The right exercise will help to maintain muscle mass, improve cardiovascular health, and reduce the risk of chronic diseases associated with ageing. It also promotes the production of growth factors and hormones that support tissue repair and regeneration. Aim for a combination of cardiovascular exercise, strength training, and flexibility exercises for the most impactful results.


Sleep represents a crucial period during which your body can engage in repair and rejuvenation. Maintaining a consistent, high-quality sleep routine is essential for ensuring your optimal well-being. Inadequate sleep not only increases the ageing process but also accelerates inflammation, impairs mitochondrial function, disrupts hormone production, and hampers nutrient-sensing pathways. Your natural sleep-wake patterns are governed by your circadian rhythm, which tends to lose its efficiency as you age. Therefore, nurturing your circadian rhythm can help to facilitate a deeper and more restorative sleep experience.


The connection between gut health and skin health, often referred to as the gut-skin axis, is now well understood. There are trillions of micro-organisms living in our gut that influence so much of our well-being, from cognitive function and immune responses to the likelihood of developing allergies.

But gut health extends beyond our digestive system. Emerging research even suggests a link between practices like meditation and the state of our microbiome. This highlights the critical role that gut health plays in our overall health, including the condition of our skin. An imbalanced microbiome is associated with various skin conditions, such as rosacea and acne, highlighting the importance of a healthy gut for a clear and healthy complexion

Many of us inadvertently harm our digestive systems, whether through excessive processed foods or a diet lacking in balance.

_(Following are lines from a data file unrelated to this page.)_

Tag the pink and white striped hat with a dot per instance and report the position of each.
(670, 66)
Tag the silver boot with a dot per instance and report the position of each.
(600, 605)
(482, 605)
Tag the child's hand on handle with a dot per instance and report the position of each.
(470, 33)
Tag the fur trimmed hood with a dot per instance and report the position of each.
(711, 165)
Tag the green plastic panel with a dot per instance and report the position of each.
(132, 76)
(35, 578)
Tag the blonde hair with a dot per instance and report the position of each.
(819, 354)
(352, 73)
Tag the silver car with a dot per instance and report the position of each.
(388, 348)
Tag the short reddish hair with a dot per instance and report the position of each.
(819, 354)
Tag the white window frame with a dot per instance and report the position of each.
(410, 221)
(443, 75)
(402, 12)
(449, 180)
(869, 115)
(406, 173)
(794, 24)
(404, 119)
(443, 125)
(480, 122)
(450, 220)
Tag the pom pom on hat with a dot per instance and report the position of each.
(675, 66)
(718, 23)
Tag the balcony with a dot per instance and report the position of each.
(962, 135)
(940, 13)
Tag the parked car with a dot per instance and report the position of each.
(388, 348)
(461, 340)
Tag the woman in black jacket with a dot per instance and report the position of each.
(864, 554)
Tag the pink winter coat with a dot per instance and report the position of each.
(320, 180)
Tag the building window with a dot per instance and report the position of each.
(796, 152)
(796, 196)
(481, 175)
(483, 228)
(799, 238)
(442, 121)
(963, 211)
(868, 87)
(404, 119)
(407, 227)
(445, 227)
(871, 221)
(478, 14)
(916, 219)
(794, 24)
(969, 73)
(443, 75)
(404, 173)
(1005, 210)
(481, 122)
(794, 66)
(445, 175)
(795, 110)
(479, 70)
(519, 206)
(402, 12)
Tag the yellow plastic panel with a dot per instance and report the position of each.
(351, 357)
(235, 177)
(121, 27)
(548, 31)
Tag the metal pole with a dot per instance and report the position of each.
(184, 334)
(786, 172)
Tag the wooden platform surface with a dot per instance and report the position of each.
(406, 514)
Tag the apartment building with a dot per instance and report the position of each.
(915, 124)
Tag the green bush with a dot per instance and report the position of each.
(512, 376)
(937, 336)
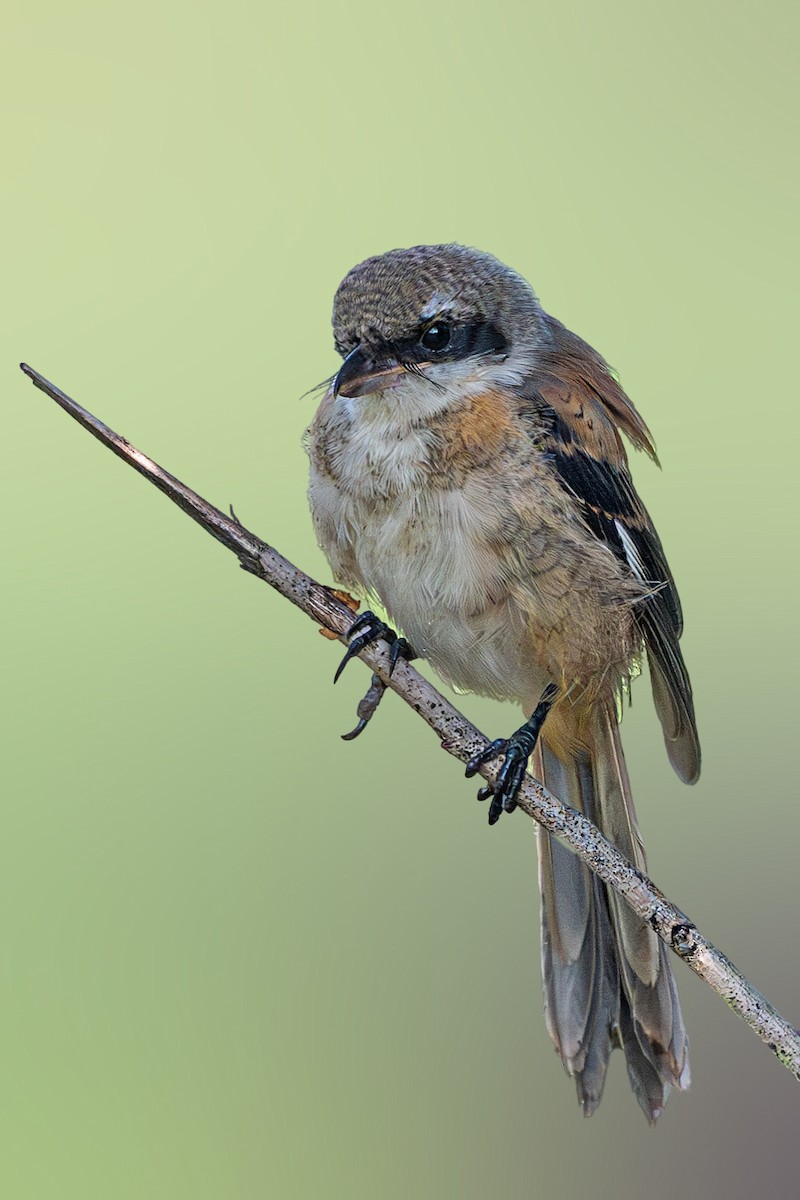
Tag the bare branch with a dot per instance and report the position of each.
(462, 741)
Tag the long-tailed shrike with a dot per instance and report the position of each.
(467, 469)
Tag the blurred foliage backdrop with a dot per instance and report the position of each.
(240, 957)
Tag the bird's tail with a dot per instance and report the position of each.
(606, 977)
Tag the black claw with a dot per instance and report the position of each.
(492, 750)
(366, 629)
(517, 750)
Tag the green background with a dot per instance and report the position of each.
(241, 958)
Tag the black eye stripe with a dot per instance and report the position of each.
(465, 341)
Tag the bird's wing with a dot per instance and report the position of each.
(583, 411)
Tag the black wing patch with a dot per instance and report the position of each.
(615, 515)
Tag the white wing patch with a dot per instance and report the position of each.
(631, 552)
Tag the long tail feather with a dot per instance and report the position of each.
(606, 977)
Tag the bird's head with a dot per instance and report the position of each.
(432, 321)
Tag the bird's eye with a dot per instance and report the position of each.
(437, 336)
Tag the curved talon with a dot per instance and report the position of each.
(492, 750)
(367, 707)
(366, 629)
(517, 750)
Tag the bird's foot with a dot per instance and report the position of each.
(516, 750)
(364, 631)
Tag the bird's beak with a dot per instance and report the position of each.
(364, 372)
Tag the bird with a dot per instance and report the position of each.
(468, 474)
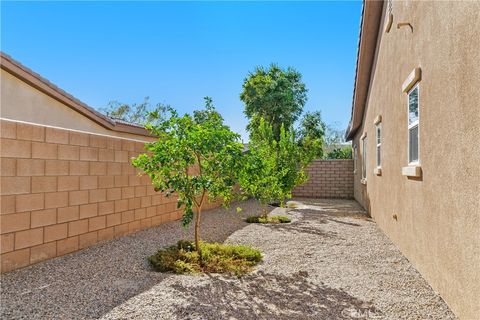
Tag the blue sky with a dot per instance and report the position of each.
(179, 52)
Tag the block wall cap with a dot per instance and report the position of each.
(412, 79)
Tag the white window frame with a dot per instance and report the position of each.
(413, 125)
(355, 158)
(364, 158)
(378, 145)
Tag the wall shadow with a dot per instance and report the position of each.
(89, 283)
(269, 296)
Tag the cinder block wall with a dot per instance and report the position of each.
(64, 190)
(328, 179)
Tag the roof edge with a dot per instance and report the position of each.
(40, 83)
(367, 46)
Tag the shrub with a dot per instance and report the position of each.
(215, 258)
(272, 219)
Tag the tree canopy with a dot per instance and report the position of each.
(138, 113)
(274, 94)
(193, 158)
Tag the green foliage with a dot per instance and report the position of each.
(311, 134)
(272, 169)
(340, 153)
(270, 219)
(215, 258)
(139, 113)
(274, 94)
(192, 158)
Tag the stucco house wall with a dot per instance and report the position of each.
(434, 218)
(66, 178)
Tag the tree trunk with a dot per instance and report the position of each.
(197, 230)
(265, 211)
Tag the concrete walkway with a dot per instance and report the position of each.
(331, 262)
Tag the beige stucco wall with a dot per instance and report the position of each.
(22, 102)
(438, 215)
(327, 179)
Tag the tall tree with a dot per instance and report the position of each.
(139, 113)
(194, 157)
(272, 169)
(277, 95)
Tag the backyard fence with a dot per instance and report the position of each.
(328, 179)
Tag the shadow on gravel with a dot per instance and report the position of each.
(269, 296)
(89, 283)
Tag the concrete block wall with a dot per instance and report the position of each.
(64, 190)
(328, 179)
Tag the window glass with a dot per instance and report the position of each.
(413, 144)
(364, 158)
(378, 131)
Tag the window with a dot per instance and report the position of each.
(378, 140)
(355, 157)
(413, 121)
(364, 158)
(389, 16)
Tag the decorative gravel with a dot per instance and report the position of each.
(331, 262)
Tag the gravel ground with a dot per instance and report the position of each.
(331, 262)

To support my gut health, I take a probiotic supplement daily. My preferred brand is Bio-Kult, which offers an effective product at an accessible price point. However, it’s also crucial to consume a balanced diet full of fresh vegetables, fruits, healthy fats, fibre and protein, and limit sugar and alcohol as much as possible. Consuming high amounts of sugar can lead to a process called glycation, where sugar molecules attach to collagen and elastin fibres in the skin, causing them to become stiff and less elastic. This can result in the formation of wrinkles and sagging skin, contributing to premature ageing.